William H. Butler, sergeant, Company B.
Charles C. Cooper, private, Company E
John Cornwall, private, Company D
Joseph Henry, private, Company F
John J. McCanna, private, Company D
Theodore Pike, private, Company A
Charles C. Cooper and William H. Butler were subjects of subsequent posts. This post provides information on Private Joseph Henry, Company F.
|Third Presbyterian Church, Philadelphia|
At the time of his enlistment, Joseph, 32, lived with his wife Elizabeth McGregor, 31, at 1722 Burton Street, Philadelphia. Both were Irish. He was a stable man and she a laundress. Thomas Brainerd, DD, pastor of the Third Presbyterian Church married them on September 17, 1851. Ten years later, the family included four children: Sarah Jane, 9, Mary Ann, 7, Elizabeth, 3, and Joseph, 6 months.
On August 10, 1861, Joseph enrolled for three years service and mustered into Company F led by Captain Isaac McBride. The morning of September 17, 1862 found Joseph and his company crossing the Hagerstown Pike near the Dunkard Church and entering the eastern fringe of the West Woods.

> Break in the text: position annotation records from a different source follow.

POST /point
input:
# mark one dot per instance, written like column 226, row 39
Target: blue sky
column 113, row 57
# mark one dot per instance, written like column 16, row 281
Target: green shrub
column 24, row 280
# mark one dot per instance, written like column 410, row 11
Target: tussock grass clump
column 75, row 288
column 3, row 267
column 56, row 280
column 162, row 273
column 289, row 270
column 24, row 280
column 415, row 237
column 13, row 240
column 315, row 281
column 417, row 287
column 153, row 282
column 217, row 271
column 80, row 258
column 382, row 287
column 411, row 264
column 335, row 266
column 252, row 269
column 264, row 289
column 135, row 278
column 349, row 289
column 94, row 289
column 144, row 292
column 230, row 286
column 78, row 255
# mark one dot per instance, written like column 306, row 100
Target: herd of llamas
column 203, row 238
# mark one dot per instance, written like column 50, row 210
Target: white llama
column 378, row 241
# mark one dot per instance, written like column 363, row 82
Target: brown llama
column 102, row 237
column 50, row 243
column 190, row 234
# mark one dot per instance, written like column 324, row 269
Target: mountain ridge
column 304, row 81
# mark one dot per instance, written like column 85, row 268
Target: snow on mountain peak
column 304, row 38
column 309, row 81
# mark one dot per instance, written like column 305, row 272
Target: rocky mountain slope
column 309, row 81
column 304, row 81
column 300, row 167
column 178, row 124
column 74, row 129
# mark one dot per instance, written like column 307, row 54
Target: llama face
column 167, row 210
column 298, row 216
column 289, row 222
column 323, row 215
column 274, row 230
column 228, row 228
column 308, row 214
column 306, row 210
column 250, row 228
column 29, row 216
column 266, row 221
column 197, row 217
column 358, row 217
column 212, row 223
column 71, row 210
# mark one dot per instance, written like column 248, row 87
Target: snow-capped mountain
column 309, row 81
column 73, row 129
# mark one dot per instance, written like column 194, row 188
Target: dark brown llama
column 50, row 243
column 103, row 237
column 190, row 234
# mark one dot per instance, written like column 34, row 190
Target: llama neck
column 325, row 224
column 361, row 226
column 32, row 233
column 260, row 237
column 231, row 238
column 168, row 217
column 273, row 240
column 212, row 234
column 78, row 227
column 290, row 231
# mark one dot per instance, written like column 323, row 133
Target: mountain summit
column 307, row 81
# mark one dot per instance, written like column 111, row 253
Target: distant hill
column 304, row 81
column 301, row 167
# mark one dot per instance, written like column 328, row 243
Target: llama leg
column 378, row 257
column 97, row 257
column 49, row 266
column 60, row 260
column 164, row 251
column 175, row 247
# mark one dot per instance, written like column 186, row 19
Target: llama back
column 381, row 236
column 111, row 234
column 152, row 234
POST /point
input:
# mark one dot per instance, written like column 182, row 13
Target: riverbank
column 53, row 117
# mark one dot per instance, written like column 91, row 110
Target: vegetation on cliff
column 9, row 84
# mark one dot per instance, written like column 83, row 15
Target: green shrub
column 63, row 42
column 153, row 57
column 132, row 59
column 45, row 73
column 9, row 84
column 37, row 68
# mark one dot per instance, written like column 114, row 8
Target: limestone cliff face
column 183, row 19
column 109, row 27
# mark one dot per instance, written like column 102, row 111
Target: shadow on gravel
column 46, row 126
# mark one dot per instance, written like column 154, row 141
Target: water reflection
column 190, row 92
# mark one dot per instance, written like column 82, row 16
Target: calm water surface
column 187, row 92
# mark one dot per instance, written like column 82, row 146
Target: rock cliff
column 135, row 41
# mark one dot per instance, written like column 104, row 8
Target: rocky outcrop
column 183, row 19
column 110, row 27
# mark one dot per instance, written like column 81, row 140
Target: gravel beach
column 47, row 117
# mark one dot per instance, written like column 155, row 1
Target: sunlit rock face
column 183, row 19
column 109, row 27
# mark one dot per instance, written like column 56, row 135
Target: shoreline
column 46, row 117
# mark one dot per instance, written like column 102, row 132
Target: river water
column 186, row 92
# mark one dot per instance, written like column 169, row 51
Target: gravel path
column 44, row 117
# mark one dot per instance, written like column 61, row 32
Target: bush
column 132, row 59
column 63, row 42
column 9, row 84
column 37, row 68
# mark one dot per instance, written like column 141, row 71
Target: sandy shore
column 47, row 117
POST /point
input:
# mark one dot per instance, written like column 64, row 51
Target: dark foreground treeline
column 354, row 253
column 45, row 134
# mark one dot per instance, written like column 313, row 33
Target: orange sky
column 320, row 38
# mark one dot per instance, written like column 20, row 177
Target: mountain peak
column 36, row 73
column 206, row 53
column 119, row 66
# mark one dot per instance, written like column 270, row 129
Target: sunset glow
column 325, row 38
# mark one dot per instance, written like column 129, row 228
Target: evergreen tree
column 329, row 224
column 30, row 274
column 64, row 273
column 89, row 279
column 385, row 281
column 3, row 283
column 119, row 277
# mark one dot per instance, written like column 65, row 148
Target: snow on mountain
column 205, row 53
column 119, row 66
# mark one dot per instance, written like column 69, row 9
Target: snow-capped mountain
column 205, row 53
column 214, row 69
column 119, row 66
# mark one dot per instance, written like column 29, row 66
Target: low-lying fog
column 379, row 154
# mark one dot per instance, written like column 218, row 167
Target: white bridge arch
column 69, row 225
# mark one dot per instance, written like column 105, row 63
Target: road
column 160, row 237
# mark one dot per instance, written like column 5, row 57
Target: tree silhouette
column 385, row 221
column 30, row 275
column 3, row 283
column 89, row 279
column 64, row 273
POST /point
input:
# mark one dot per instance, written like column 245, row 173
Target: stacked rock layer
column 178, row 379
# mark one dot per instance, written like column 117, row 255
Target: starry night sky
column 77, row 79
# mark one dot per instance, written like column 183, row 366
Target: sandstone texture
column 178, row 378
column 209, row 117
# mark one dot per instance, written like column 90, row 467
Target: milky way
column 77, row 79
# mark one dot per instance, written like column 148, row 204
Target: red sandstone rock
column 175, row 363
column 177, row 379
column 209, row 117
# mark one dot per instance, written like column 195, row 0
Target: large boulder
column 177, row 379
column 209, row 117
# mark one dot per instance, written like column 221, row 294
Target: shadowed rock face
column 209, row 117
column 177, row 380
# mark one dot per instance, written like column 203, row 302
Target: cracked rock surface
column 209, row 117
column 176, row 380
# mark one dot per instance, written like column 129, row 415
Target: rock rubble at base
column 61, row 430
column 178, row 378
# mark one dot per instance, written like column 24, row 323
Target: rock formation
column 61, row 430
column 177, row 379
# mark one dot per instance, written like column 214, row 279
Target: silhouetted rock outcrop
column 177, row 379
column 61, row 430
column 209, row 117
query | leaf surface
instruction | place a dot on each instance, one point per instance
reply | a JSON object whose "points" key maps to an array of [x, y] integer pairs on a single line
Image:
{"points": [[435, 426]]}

Captain McBride later stated that "although I did not see him fall, it was proven to my satisfaction that he did fall in that battle with one half half of his head carried away[.] [O]ne of his comrades Private John Cunningham same Company same Regiment took the things from his pockets along with a testament with Henry's name on the fly leaf. That the said soldier was in good health at the time he entered the service and was killed as above described having been a good and faithful soldier, to the date of his death."
Three days after the battle "his body was taken from the field and buried by his Comrades."
|Elizabeth Henry's "mark."|
On November 24, 1862, Elizabeth applied for and received a widow's pension of $8 per month commencing on September 17, 1862. This was later increased to an additional $2 per month per child (under the age of 16) on July 25, 1866. Elizabeth never remarried and lived until November 21, 1908.
Private Joseph Henry is not listed in the National Cemetery roll. If recovered, he is likely one of the over 1,700 unknowns there.
Unless otherwise stated, all sources come from Widow's Certificate File Number WC 3807. Case Files of Approved Pension Applications of Widows and Other Dependents of Civil War Veterans, Ca. 1861-ca. 1910. NARA, RG 15.
 The 1860 U.S. Census for Philadelphia, shows Joseph, 31, and Elizabeth, 30, living in Philadelphia's Seventh Ward. Their children included Rufus, 10, Sarah, 7, Martha 4, and Joseph 1 month. There is no explanation for the discrepancy between children listed in the Census and children recorded in the Widow's Certificate File documents.
 Nevertheless, the company muster roll for the months of September and October reported him "missing since the Battle of Antietam."